= Screening information dataset =

Hazard study of chemical substances

A screening information dataset (SIDS) is a study of the hazards associated with a particular chemical substance or group of related substances, prepared under the auspices of the Organisation for Economic Co-operation and Development (OECD). The substances studied are high production volume (HPV) chemicals, which are manufactured or imported in quantities of more than 1000 tonnes per year for any single OECD market.

The list of HPV chemicals is prepared by the OECD Secretariat and updated regularly. As of 2004, 4,843 chemicals were on the list. Of these, roughly 1000 have been prioritised for special attention, and SIDS are prepared for these chemicals, usually by an official agency in one of the OECD member countries with the collaboration of the UN International Programme on Chemical Safety (IPCS).

The procedures for investigating the risks of an HPV chemical are described in the OECD Manual for Investigation of HPV Chemicals. The initial stage is the collection of existing information (either published or supplied by manufacturers) on the chemical. If the existing information is insufficient to make an assessment of the risks, the chemical may be tested at this stage to collect more data. The initial report of the investigation is discussed at a SIDS initial assessment meeting (SIAM), which includes:
- representatives of OECD member countries
- experts nominated by the IPCS, the OECD Business and Industry Advisory Committee, Trade Union Advisory Committee, and environmental organizations
- representatives of companies which produce the chemical
- secretariat staff from OECD, IPCS, and UNEP chemicals
The SIAM can either accept the draft report or call for revisions (including further testing).

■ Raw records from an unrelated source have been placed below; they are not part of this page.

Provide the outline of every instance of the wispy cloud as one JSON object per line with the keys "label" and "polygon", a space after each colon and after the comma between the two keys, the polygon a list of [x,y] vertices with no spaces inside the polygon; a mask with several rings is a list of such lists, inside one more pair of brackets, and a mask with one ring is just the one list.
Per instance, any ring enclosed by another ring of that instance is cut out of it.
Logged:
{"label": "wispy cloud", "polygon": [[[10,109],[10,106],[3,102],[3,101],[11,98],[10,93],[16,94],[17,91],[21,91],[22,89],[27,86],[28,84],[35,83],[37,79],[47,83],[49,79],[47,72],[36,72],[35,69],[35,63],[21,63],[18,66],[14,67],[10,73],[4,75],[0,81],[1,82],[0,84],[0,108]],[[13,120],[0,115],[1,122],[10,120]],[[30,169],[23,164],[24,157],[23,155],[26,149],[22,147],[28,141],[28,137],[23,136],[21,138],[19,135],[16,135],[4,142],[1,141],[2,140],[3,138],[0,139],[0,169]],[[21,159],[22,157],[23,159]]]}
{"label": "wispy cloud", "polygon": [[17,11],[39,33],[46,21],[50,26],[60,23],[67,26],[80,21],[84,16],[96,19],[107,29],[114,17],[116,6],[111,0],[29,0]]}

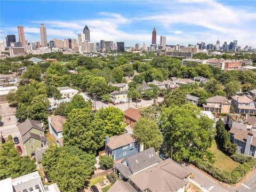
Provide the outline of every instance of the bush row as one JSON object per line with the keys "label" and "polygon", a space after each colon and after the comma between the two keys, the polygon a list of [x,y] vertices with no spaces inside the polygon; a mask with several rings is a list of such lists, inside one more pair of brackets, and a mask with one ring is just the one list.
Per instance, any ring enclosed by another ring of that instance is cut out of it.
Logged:
{"label": "bush row", "polygon": [[219,181],[233,185],[238,182],[249,171],[256,167],[256,159],[252,157],[244,156],[246,155],[236,154],[232,156],[232,158],[234,161],[239,163],[243,162],[243,164],[235,169],[231,173],[222,170],[212,163],[202,159],[197,159],[194,163],[199,169],[208,173]]}

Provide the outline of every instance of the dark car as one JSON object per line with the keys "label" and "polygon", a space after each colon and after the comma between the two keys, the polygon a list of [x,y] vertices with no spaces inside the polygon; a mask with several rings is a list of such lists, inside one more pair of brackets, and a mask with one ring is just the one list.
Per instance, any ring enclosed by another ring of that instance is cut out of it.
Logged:
{"label": "dark car", "polygon": [[22,153],[22,149],[21,149],[21,147],[20,147],[20,146],[18,146],[17,147],[16,147],[16,148],[18,150],[18,152],[20,153]]}
{"label": "dark car", "polygon": [[91,190],[93,192],[99,192],[99,190],[97,188],[97,187],[96,187],[95,186],[92,186],[92,187],[91,187]]}
{"label": "dark car", "polygon": [[14,141],[15,144],[18,144],[20,143],[20,141],[19,141],[19,138],[18,137],[15,137],[13,138],[13,141]]}

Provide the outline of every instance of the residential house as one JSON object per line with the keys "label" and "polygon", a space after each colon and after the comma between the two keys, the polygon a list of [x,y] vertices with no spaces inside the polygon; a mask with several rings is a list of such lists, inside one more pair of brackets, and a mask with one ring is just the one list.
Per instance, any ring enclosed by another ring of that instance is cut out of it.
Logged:
{"label": "residential house", "polygon": [[65,123],[66,120],[66,118],[61,115],[52,115],[48,117],[50,133],[52,134],[61,147],[63,146],[63,125]]}
{"label": "residential house", "polygon": [[139,152],[139,144],[130,134],[107,137],[105,141],[105,153],[115,161],[122,159]]}
{"label": "residential house", "polygon": [[[227,114],[225,121],[230,129],[236,128],[244,131],[252,131],[253,130],[252,125],[250,121],[253,123],[254,121],[256,123],[256,117],[255,117],[255,120],[253,117],[251,117],[248,114],[246,114],[245,116],[240,114]],[[256,126],[256,125],[255,126]],[[256,131],[256,127],[254,129]]]}
{"label": "residential house", "polygon": [[246,95],[233,96],[231,103],[237,113],[256,114],[256,102]]}
{"label": "residential house", "polygon": [[232,143],[237,145],[238,153],[256,157],[256,131],[231,128],[229,134]]}
{"label": "residential house", "polygon": [[170,158],[134,174],[129,183],[137,191],[184,192],[189,185],[190,171]]}
{"label": "residential house", "polygon": [[129,88],[128,86],[128,84],[125,83],[114,84],[113,83],[110,82],[109,85],[113,86],[116,86],[118,87],[119,91],[120,91],[128,90],[128,89]]}
{"label": "residential house", "polygon": [[134,126],[134,123],[141,117],[140,112],[131,107],[124,111],[124,113],[125,122],[129,124],[132,127]]}
{"label": "residential house", "polygon": [[111,101],[115,104],[129,102],[130,99],[127,97],[128,91],[114,91],[110,93]]}
{"label": "residential house", "polygon": [[198,83],[206,83],[208,81],[208,79],[201,76],[197,76],[194,77],[194,81]]}
{"label": "residential house", "polygon": [[57,89],[60,91],[62,99],[71,99],[75,95],[78,93],[78,91],[68,86],[60,87]]}
{"label": "residential house", "polygon": [[37,63],[40,62],[44,62],[45,61],[43,59],[37,58],[35,57],[32,57],[30,59],[28,59],[29,61],[32,61],[34,63]]}
{"label": "residential house", "polygon": [[193,96],[189,94],[187,94],[186,97],[187,100],[191,102],[195,105],[198,105],[199,102],[199,98],[198,97]]}
{"label": "residential house", "polygon": [[37,171],[14,179],[9,178],[0,181],[1,191],[60,192],[57,183],[44,186]]}
{"label": "residential house", "polygon": [[114,170],[118,174],[119,179],[127,180],[131,175],[155,165],[161,161],[151,147],[116,163]]}
{"label": "residential house", "polygon": [[27,119],[24,122],[18,124],[17,126],[26,155],[35,155],[35,151],[48,147],[43,123],[38,121]]}
{"label": "residential house", "polygon": [[212,112],[229,113],[230,102],[223,96],[216,95],[205,100],[206,104],[203,104],[204,110]]}

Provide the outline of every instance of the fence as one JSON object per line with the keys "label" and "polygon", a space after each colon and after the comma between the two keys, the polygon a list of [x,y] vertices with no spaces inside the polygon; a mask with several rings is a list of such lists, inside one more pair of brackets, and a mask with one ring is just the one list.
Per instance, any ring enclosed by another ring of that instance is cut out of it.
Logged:
{"label": "fence", "polygon": [[108,170],[101,172],[100,173],[93,174],[91,179],[94,179],[100,176],[104,175],[105,174],[107,174],[107,173],[111,173],[113,172],[113,168],[110,168],[110,169],[109,169]]}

Once the comments and discussion of the SIAM have been taken into account, the report is published by the United Nations Environment Programme (UNEP).

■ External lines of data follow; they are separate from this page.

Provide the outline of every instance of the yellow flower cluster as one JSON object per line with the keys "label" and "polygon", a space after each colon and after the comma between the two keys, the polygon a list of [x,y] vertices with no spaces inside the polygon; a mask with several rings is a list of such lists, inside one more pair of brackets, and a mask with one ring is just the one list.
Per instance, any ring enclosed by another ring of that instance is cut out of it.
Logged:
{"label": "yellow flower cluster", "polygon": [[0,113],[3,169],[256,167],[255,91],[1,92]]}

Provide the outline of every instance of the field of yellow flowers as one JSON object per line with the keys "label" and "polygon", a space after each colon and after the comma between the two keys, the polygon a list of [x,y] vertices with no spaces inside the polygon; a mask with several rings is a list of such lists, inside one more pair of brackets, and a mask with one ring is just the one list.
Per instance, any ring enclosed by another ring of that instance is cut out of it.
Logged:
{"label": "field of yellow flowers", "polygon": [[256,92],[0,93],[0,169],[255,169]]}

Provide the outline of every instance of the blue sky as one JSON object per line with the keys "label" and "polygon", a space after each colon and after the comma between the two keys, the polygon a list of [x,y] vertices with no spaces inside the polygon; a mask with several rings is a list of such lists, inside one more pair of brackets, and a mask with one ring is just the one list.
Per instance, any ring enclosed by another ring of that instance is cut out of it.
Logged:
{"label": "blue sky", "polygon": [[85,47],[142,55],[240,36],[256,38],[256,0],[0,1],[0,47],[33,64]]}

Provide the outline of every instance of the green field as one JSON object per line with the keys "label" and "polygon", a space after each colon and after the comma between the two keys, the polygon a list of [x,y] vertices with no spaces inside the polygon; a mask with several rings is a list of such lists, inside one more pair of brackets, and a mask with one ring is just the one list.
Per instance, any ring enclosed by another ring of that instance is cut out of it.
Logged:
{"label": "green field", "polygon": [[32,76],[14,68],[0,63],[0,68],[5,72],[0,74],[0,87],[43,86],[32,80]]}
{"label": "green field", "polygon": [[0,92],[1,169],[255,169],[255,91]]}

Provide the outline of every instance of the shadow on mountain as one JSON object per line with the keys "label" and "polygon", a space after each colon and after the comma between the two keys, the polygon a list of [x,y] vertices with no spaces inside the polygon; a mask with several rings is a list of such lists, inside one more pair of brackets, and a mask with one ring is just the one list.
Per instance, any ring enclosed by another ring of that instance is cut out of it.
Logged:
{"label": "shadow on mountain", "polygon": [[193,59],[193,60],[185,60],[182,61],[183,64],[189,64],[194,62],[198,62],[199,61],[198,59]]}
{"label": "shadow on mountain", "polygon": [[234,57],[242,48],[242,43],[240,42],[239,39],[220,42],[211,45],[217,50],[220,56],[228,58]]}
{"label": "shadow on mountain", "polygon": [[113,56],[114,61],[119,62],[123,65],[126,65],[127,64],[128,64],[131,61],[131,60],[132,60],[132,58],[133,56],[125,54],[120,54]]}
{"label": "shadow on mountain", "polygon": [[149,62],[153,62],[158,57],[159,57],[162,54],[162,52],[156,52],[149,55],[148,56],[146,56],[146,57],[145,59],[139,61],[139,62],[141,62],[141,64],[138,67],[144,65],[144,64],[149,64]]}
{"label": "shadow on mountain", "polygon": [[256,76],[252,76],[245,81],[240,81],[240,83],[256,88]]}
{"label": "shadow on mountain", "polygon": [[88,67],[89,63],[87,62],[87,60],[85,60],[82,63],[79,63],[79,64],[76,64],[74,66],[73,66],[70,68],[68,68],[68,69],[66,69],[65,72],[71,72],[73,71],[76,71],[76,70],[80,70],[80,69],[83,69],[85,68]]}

The possibility of new testing to complete the study is what distinguishes SIDS reports from similar studies such as Concise International Chemical Assessment Documents (CICADs). In this sense, SIDS are similar to European Union Risk Assessment Reports (RARs). The distinction is that the SIDS programme is specifically aimed at HPV chemicals, while the chemicals selected for EU RARs are chosen more on the basis of a hazard profile, so include chemicals with much lower production volumes.